Self-satisfied, self-promoting, over-acting, and with too
complicated recipes, television chefs put me off watching their cookery
programmes.
I'm sure
(hope) that away from the kitchen, where cooks belong, these show-off
performers are all delightful and modest people when at home and not in front
of the cameras, and that the food and skills they display to their TV audience
are of great use and entertainment.
Recently,
when scouring the various TV networks with my remote control in search of an
interesting programme, I landed on a cooking one where sausages and offal in
skins were boiled slowly in fine stock to make, firstly soup, and then a feast
of the objects that had been boiled in it (just my kind of cooking).
This seemed
to me a good enough idea, and why not boil offally things that have made
certain nations famous?
I took the
specialities of three countries for my test dish – Scotland ,
Spain and Ireland .
The
stock/soup was made of pressure-cooked bones, spices and chopped-up pigs’

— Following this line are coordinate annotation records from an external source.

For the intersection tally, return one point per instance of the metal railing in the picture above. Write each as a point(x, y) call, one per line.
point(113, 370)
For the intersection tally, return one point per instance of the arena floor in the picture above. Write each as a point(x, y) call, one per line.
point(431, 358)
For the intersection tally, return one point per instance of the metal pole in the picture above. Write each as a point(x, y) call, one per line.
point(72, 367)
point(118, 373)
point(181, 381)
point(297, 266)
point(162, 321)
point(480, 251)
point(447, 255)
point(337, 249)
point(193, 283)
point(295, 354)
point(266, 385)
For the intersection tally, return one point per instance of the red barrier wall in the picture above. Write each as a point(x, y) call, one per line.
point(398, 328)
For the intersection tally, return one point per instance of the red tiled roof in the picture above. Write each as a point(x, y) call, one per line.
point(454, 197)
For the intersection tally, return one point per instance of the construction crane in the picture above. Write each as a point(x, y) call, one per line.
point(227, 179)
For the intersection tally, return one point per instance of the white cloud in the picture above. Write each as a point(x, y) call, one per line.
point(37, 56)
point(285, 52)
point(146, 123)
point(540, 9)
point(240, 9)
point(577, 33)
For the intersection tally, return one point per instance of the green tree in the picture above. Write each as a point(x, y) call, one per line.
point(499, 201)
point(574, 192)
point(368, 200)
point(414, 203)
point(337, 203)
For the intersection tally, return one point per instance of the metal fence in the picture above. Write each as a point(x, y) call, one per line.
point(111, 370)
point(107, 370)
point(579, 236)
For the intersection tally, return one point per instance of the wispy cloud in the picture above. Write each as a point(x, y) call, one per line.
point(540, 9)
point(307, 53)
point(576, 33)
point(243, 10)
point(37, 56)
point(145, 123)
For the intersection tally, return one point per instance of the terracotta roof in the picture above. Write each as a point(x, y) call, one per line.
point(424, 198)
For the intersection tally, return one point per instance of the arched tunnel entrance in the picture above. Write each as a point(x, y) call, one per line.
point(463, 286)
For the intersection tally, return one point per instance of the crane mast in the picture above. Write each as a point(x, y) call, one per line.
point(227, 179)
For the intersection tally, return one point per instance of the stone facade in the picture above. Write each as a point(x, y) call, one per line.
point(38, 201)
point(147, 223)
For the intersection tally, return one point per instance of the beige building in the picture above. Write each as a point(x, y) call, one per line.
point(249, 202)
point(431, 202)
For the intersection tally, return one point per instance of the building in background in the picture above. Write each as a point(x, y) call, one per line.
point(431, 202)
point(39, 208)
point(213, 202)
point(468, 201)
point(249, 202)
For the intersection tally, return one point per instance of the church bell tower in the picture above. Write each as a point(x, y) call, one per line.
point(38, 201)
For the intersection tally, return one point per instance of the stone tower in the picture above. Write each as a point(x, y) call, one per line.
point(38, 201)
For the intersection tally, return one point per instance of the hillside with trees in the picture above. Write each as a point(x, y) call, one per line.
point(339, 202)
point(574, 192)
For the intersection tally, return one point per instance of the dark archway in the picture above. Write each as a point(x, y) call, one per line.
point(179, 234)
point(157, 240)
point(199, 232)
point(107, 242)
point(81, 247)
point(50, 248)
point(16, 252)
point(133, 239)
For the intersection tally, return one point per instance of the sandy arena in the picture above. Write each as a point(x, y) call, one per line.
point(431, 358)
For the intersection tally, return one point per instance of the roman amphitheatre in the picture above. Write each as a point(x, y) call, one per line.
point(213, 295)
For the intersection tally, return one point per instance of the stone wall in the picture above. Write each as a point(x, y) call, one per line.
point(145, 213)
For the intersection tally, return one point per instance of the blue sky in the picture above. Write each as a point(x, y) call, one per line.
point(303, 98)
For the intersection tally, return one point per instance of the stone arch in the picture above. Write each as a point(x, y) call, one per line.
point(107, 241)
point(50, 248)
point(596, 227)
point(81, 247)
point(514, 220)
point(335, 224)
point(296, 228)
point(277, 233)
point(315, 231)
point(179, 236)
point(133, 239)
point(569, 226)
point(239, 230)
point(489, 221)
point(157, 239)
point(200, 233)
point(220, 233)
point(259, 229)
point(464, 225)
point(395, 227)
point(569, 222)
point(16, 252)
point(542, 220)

trotters. This was strained into a bowl, and overnight became a thick jelly
with a top layer of fat, which was discarded.
Adding
water and my international goodies, I intended to start heating up the dish
when guests arrived for 6 o’clock drinks – but forgot to do it.
When our
friends had departed (drinks in our district mean come at 6 pm and leave by
7.30 pm - 8 pm), I started the dish that I should have put heat under earlier.
Because we
were hungry, I failed to give it enough time at a slow boil. The result was not
as hot as it might have been.
At two in
the morning I rose when my body decided to rid itself of what seemed to be most
of my insides. Had I poisoned myself, and with myself, Margreet?
Still
feeling rather unwell, I kept a worried eye on Margreet – who, to my relief,
continued to sleep soundly and breathe steadily.
Thinking
that my digestive tracts were, by then, completely empty, I was surprised when
the evacuation continued - from top and bottom.
I then
realised that it was not my cooking that was causing the internal turmoil, but
the widespread norovirus, for which I
understood there was no cure other than paracetamol and patience (period of
tumult, day of bed, next day up and around).
Even though
innocent of cooking with noxious poisons in this case, I have been quite put
off from trying the dish again.
I will now
be even more determined than ever not to watch cooking programmes on
television.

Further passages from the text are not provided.